Fluoridation of the communal water supply, the topical application of fluoride to the tooth surface, and fluoride mouth-rinsing for the purpose of the prevention of dental caries have been widely practiced in many countries in the world. In spite of the world-wide use of fluoride for the dental caries prevention, it is still unknown whether or not fluoride has mutagenic and carcinogenic effects.In the present study, the effect of fluoride on human chromosomes was examined. The main purpose of this investigation was to analyse the dose-response relationship between NaF and the frequency of chromosomal aberrations by employing a low dose of NaF.Using the peripheral blood from nine healthy men, aged from 24 to 29 years, a human lymphocyte culture was made for 72 hours. NaF was added to the medium 24 hours before the termination of culture.Doses of NaF employed in the present study were 0, 1, 2, 4, 8, and 16 ppm at the final concentrations in the medium.

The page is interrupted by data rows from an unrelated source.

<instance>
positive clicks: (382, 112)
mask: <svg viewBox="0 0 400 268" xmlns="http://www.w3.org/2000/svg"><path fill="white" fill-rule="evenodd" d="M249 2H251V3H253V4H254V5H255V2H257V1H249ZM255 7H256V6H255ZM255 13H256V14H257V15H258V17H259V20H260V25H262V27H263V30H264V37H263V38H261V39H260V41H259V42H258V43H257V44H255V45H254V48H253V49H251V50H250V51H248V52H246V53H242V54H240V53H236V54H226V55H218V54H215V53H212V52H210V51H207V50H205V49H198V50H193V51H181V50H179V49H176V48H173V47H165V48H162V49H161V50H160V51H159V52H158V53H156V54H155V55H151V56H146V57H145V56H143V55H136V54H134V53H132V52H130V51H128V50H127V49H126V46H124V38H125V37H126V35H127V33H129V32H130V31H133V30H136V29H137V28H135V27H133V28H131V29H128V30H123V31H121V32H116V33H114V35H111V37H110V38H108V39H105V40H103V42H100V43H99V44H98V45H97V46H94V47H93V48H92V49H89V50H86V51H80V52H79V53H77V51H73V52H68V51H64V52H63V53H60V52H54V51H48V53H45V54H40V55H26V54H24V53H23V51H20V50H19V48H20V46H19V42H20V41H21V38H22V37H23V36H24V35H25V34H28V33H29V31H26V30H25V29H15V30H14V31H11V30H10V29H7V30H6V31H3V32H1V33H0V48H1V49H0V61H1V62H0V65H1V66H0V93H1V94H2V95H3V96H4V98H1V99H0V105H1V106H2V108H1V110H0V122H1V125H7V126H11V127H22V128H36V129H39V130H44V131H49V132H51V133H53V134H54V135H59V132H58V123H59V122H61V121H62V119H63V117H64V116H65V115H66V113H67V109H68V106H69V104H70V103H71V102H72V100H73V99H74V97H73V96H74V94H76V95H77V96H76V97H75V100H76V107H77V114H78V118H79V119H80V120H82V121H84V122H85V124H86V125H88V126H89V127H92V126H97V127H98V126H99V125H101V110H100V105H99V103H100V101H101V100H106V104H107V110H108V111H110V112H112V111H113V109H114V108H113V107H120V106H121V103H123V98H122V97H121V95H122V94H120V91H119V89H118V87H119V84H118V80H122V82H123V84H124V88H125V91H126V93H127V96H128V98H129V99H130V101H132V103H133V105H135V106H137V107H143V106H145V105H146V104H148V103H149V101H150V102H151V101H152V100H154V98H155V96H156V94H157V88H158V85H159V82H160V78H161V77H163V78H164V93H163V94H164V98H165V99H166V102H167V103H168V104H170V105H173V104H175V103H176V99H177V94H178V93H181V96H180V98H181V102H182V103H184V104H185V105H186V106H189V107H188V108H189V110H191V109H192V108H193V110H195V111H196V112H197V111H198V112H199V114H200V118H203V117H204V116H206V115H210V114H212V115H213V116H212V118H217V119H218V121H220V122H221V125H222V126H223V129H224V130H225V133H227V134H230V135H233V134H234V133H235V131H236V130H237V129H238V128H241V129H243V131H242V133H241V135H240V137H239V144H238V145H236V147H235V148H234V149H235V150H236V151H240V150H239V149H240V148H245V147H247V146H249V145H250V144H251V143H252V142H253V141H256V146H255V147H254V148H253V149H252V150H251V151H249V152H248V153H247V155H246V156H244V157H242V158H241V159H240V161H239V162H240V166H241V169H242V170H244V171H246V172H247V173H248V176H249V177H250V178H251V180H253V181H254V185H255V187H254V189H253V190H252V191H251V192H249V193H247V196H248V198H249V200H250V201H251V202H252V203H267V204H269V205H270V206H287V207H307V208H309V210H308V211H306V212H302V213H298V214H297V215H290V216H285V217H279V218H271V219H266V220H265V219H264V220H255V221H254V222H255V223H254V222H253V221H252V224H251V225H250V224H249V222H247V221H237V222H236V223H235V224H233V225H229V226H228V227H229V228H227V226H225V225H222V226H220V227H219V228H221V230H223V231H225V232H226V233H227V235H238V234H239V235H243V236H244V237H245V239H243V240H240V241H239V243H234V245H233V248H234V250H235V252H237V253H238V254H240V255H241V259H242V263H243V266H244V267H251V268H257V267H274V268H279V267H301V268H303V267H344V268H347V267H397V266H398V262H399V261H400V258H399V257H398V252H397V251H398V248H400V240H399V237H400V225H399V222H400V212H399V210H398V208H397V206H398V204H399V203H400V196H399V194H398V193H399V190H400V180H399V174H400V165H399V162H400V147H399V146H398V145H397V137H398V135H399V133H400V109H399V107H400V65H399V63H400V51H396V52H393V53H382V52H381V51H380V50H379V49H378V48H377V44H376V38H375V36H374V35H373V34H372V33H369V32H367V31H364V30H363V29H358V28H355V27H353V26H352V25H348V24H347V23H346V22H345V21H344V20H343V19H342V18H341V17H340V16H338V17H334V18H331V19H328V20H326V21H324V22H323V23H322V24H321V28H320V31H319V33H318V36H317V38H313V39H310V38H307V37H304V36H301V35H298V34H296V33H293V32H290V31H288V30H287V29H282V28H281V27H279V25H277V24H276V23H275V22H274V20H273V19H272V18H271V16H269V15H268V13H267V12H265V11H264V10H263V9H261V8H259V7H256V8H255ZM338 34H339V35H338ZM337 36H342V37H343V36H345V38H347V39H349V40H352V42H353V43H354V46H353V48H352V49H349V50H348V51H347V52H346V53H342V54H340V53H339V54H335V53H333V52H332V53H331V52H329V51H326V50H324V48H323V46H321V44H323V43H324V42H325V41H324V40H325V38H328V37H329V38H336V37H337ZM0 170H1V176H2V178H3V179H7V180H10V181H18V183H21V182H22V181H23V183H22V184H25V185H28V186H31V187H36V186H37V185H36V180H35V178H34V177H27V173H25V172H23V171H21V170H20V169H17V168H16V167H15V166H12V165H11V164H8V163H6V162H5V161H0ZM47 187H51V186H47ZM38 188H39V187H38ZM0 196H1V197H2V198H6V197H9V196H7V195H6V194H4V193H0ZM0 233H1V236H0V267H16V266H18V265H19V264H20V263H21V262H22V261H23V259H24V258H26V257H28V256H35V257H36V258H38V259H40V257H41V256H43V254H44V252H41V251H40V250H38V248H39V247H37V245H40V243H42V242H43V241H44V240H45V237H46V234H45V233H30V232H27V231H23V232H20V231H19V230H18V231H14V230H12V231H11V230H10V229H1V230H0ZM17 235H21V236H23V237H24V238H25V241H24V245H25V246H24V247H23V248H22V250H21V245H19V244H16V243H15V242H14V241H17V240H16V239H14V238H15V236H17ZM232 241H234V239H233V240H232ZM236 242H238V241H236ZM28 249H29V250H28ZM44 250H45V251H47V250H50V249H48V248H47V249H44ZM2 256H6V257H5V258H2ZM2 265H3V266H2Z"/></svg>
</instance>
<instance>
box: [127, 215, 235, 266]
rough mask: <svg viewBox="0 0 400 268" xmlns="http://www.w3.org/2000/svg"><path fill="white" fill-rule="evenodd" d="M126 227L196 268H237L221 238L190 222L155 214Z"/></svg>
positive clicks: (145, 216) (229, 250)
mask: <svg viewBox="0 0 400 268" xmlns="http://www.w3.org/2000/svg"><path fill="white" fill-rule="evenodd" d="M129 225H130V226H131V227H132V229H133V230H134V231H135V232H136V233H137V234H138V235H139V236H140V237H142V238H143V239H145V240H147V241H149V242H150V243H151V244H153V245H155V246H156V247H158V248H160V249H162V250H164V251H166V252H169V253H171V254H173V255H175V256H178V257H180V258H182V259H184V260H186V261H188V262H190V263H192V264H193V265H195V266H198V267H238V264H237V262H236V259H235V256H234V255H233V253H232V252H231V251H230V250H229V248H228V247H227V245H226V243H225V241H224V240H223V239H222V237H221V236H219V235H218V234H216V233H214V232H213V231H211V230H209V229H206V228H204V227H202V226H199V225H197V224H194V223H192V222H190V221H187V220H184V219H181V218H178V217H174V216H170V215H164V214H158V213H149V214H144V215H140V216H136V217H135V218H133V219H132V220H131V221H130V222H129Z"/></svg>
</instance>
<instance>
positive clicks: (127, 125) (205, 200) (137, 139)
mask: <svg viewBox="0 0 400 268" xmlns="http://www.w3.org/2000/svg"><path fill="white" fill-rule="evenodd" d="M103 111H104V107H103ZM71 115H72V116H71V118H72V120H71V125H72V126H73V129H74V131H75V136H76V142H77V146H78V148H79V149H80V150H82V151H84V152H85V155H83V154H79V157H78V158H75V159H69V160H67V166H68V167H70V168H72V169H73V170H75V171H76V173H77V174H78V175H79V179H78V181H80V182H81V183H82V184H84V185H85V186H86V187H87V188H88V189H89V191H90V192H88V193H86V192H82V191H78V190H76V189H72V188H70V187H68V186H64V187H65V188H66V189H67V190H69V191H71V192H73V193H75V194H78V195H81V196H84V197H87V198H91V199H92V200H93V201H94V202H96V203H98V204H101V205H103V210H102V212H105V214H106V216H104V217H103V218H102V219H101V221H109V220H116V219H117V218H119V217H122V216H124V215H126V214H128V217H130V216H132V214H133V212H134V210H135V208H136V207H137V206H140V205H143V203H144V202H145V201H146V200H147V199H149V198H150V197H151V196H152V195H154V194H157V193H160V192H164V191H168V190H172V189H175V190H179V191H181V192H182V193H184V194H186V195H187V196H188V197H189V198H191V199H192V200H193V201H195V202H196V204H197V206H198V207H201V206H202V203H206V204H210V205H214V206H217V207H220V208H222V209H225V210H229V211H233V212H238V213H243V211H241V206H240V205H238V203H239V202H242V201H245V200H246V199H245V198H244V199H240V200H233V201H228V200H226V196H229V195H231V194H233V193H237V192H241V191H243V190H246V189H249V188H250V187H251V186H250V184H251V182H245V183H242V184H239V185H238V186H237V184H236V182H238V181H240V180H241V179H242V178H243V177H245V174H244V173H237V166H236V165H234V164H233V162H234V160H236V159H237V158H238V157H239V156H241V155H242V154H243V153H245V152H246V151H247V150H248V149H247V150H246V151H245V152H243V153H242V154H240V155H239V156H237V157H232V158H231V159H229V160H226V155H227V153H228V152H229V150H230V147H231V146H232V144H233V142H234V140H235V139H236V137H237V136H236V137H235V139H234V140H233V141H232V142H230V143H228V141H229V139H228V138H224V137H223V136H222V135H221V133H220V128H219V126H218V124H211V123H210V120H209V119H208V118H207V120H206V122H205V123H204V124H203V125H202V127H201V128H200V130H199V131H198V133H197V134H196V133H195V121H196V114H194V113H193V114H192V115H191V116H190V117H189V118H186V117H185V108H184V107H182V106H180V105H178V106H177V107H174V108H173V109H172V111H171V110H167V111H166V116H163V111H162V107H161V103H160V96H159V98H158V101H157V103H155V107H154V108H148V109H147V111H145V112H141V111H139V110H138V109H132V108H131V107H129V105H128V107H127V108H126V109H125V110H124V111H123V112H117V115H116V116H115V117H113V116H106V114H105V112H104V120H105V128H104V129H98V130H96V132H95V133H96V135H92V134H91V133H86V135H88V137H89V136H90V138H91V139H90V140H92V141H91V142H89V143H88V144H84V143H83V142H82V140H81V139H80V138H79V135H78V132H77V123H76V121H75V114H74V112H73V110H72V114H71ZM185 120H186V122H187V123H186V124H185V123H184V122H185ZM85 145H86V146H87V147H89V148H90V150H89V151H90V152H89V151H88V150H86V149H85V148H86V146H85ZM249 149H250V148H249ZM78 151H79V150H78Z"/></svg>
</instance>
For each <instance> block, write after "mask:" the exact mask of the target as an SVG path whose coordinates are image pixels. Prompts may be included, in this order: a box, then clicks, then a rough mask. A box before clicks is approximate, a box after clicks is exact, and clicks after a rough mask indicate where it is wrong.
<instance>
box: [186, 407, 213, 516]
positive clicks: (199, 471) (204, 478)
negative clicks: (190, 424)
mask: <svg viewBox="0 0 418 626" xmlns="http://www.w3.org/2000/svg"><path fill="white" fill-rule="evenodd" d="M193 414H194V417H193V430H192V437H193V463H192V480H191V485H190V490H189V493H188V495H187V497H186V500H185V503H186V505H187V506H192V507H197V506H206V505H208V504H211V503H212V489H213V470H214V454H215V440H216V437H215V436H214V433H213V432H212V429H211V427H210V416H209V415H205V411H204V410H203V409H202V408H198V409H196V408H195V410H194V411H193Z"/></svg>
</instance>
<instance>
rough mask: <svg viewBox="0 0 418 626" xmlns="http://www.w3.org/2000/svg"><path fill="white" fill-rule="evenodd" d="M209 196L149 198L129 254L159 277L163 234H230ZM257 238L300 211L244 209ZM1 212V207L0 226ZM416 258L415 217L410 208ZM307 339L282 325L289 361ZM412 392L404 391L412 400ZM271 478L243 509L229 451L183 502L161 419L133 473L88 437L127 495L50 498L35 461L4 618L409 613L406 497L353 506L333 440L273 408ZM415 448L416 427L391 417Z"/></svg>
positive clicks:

Three hundred metaphase plates with good quality were examined for each NaF dose in every blood sample. The numbers of the structural and numerical chromosome anomalies and mitotic indices were scored for each dose group and then compared statistically one another.The results obtained were as follows:1. It was found that NaF was anti-mutagenic rather than mutagenic at the dose level of 1 ppm in terms of suppressing the occurrence of structural chromosome anomalies.2. In the range of 0 to 16ppm of NaF, the maximum frequency of abnormal cells was found at 8ppm. The frequency was about 10%, that was about 1.5 times as high as the value of the control (0 ppm of NaF).3. Frequencies of other parameters of anomalies such as the mitotic index and the distribution of structural anomalies in the NaF groups were not particularly different from those of the control.